Lorraine, Steam and Speed (The Hindenburg's Last Flight).

Before the war, my dad’s generation played on Ryde beach.
My Auntie Elizabeth, Uncle Colin, and their mate George Gribble who became a Spitfire ace.


My late mother in law, Barbara, was also part of that gang and she said she saw the Hindenburg glide overhead one evening. I was struck by the vision of this shining airborne giant over quaint Victorian Ryde, whose pier is being illuminated by a sunset as a steam train leaves for Ventnor, a resort to this day, relatively unhurt by the ravages of thoughtless profit.


 

I’ve made it a May evening in 1937:
The huge Deco dreamship is the length of an ocean liner and is on its last journey to Lakehurst where it will crash and burn in seconds thanks to its lethally unstable contents.
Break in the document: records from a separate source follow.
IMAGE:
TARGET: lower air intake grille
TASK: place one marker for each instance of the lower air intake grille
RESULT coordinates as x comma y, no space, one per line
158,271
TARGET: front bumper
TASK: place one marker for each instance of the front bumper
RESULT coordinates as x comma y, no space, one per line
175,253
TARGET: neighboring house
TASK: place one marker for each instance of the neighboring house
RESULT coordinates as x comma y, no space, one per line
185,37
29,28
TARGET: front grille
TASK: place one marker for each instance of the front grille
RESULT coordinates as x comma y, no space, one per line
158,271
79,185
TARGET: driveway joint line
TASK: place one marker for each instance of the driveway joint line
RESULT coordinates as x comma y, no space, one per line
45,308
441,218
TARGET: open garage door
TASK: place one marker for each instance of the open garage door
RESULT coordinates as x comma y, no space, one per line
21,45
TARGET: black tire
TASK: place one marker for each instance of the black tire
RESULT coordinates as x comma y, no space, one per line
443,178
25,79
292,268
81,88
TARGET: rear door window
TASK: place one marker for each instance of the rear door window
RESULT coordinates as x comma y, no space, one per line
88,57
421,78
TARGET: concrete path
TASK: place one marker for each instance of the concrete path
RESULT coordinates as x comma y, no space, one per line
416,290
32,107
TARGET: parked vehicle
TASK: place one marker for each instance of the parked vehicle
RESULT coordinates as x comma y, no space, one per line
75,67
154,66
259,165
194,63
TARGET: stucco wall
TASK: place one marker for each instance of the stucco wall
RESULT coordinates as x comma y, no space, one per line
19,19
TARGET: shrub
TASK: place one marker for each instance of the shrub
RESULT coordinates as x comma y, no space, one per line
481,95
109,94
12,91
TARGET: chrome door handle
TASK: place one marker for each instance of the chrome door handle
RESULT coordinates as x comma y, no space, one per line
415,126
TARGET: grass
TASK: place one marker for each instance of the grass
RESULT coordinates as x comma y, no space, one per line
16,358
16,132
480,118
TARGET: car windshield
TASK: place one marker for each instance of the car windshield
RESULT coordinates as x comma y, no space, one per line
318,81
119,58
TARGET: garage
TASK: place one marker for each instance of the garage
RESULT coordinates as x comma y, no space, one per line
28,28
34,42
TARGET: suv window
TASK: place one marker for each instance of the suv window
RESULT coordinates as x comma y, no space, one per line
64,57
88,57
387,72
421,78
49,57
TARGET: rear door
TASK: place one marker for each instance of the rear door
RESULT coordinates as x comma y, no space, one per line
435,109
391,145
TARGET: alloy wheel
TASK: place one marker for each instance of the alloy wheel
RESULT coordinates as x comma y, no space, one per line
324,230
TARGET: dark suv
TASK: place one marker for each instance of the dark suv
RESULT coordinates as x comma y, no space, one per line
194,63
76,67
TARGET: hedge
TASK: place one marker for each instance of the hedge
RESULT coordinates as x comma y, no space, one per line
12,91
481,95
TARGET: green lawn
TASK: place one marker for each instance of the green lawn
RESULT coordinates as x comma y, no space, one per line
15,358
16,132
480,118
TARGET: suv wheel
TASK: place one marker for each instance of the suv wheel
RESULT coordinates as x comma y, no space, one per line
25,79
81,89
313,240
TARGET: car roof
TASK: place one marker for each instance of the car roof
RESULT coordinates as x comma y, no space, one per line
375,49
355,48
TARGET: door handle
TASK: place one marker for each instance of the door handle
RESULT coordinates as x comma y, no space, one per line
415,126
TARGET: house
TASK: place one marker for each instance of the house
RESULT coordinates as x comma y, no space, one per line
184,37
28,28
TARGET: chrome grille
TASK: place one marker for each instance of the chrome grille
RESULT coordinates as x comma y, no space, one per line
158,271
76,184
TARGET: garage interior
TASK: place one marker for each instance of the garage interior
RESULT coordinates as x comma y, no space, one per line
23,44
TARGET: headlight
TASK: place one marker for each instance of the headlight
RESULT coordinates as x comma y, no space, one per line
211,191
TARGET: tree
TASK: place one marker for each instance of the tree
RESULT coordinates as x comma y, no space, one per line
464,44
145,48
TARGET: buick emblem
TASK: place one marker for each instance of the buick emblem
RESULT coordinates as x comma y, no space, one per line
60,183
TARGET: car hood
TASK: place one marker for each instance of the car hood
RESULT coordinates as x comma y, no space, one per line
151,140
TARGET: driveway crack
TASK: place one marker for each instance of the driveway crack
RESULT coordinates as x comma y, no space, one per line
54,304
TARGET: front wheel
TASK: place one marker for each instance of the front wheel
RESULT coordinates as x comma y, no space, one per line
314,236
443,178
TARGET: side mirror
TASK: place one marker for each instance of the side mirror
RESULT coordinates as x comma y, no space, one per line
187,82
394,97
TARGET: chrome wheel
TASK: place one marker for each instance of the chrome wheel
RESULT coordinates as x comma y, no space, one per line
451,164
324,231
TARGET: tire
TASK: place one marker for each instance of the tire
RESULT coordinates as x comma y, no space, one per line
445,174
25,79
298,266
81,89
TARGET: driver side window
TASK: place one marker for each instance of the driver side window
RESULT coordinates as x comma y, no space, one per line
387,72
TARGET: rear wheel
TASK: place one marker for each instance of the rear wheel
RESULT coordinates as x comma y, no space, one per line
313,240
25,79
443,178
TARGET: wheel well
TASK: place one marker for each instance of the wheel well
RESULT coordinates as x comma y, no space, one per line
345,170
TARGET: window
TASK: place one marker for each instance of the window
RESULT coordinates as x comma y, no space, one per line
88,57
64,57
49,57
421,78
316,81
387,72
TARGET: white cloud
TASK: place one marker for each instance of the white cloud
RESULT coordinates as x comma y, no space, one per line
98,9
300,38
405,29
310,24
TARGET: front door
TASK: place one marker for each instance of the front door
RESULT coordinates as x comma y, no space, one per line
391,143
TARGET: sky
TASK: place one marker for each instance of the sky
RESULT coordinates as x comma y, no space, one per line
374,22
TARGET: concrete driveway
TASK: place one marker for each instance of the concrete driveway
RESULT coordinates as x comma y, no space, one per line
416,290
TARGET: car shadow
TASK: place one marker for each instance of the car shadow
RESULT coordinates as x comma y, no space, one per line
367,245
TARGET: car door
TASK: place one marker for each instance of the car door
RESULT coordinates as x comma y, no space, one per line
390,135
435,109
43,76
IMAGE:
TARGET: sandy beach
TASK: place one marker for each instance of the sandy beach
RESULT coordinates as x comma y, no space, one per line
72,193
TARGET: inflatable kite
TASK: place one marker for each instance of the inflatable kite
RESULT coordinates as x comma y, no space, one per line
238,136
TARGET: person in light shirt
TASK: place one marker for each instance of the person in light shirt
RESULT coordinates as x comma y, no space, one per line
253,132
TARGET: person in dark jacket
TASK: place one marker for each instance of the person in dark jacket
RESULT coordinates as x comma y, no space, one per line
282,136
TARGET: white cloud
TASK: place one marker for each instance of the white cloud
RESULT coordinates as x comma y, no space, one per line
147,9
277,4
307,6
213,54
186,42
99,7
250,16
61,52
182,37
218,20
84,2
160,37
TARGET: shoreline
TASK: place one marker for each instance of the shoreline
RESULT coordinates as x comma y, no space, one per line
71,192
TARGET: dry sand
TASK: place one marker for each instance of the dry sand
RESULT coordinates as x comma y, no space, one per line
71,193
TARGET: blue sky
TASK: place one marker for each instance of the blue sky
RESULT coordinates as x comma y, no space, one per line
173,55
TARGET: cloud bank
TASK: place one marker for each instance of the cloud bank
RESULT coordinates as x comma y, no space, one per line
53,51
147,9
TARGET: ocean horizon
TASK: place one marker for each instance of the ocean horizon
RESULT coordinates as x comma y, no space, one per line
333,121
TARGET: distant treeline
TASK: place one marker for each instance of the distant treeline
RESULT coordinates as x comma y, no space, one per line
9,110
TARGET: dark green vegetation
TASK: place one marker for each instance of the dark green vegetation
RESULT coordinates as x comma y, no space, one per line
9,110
The insane sunset is a bit of a plot spoiler.

I was thinking about the woman, the pun-enabling Lorraine, and how she could be best represented, when in a moment of pure joy and coincidence I found my muse. Gloria Swanson, as part of an incredibly well painted surreal collage from 1929 called The Sea. The artist is a short-lived genius called Koga Harue. What convinced me was this figure pointing to an airship. Result.


I was wondering how I could include the Eastern Gardens in the foreground (long since bull-dozered) when I came up with a Hockney sculpture park. 
I had created a town planner with vision. 
Three months before its creator’s birth a preemptive celebration of the Barnsley boy’s genius is installed at very little expense by his persistance.

What a gent. And he didn’t even exist.